The midterm elections took place in the United States yesterday, and one state in particular – West Virginia – has something to brag about. West Virginians abroad in 29 countries voted by mobile devices in what constituted the biggest-ever blockchain-based voting test.

Almost 140 people residing around the world, from Albania and Botswana to Mexico and Japan, have cast their elections ballots by voting remotely on their mobile devices. The statewide pilot project uses a mix of smartphones, facial recognition and blockchain in a way to secure that those living overseas – military service members, Peace Corps volunteers and others – can participate in the elections.

West Virginia is the first state utilize blockchain for voting on this scale. If the technology becomes widely adopted, it will reduce or eliminate long lines at the polls, and potentially increase voter participation.  
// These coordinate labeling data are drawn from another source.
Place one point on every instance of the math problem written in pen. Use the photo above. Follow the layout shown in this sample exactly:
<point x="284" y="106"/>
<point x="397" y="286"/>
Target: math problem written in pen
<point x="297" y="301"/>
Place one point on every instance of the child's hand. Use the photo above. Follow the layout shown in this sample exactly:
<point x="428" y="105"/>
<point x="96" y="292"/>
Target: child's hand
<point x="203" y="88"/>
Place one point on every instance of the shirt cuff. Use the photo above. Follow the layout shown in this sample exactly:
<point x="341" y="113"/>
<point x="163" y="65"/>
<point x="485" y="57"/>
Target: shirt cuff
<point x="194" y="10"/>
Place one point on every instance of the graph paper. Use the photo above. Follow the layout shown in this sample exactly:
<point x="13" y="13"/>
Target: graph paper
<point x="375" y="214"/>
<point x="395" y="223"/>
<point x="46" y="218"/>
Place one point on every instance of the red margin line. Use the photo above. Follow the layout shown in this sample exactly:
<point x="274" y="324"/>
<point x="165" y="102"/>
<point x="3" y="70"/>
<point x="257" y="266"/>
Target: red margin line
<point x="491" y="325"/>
“It’s already been very successful,” said Michael Queen, deputy chief of staff to West Virginia Secretary of State Mac Warner. “We’re very pleased with the participation.” However, questions of security still remain for a broader use of technology – particularly when the electoral integrity is at stake.

Overall, approximately 300,000 US voters overseas requested ballots in 2016 but were unable to submit them, which hinders the American democratic process, said Queen.

So West Virginia partnered with Voatz, which has already used the blockchain technology for smaller student council racing and the state’s primary. This was the company’s biggest test yet. To vote, users had to register by uploading their photo ID and submitting a short video of their face. The app’s facial recognition technology then matched the image of the video with the provided ID. After the verification, voters could make their selections and confirm them by a fingerprint or with facial recognition.

Hilary Braseth, Voatz’s director of product design, said that the company also has human workers to manually review the submitted information, and that it does not store the personal data once a voter’s identity has been confirmed. A private blockchain – a database where records are secured by complex algorithms – stores the votes until county clerks unlock them after the closing of the polls.

“When they take the votes from the blockchain, it will immediately print onto a paper ballot — just like the same look and feel of what voters are physically voting with on Election Day,” Braseth said. “And then those paper ballots will be fed into the tabulating machines on the ground at the state level.”

And while this may not be a mainstream solution, voting with Voatz is probably more secure than sending absentee ballots by email, said Maurice Turner, an election security expert at the Center for Democracy and Technology, a Washington think tank. He added, however, that the method remains far less secure than submitting a paper ballot in person, as impersonation or ID manipulation is still a reasonable threat. Other experts voiced concerns of hacking or interception.

Still, the pilot projects seems to have been a success, and several outside auditors are expected to assess the project in the coming months. Their report is due in the spring, and more states will have an opportunity to take cue from West Virginia in making voting more accessible to Americans residing abroad.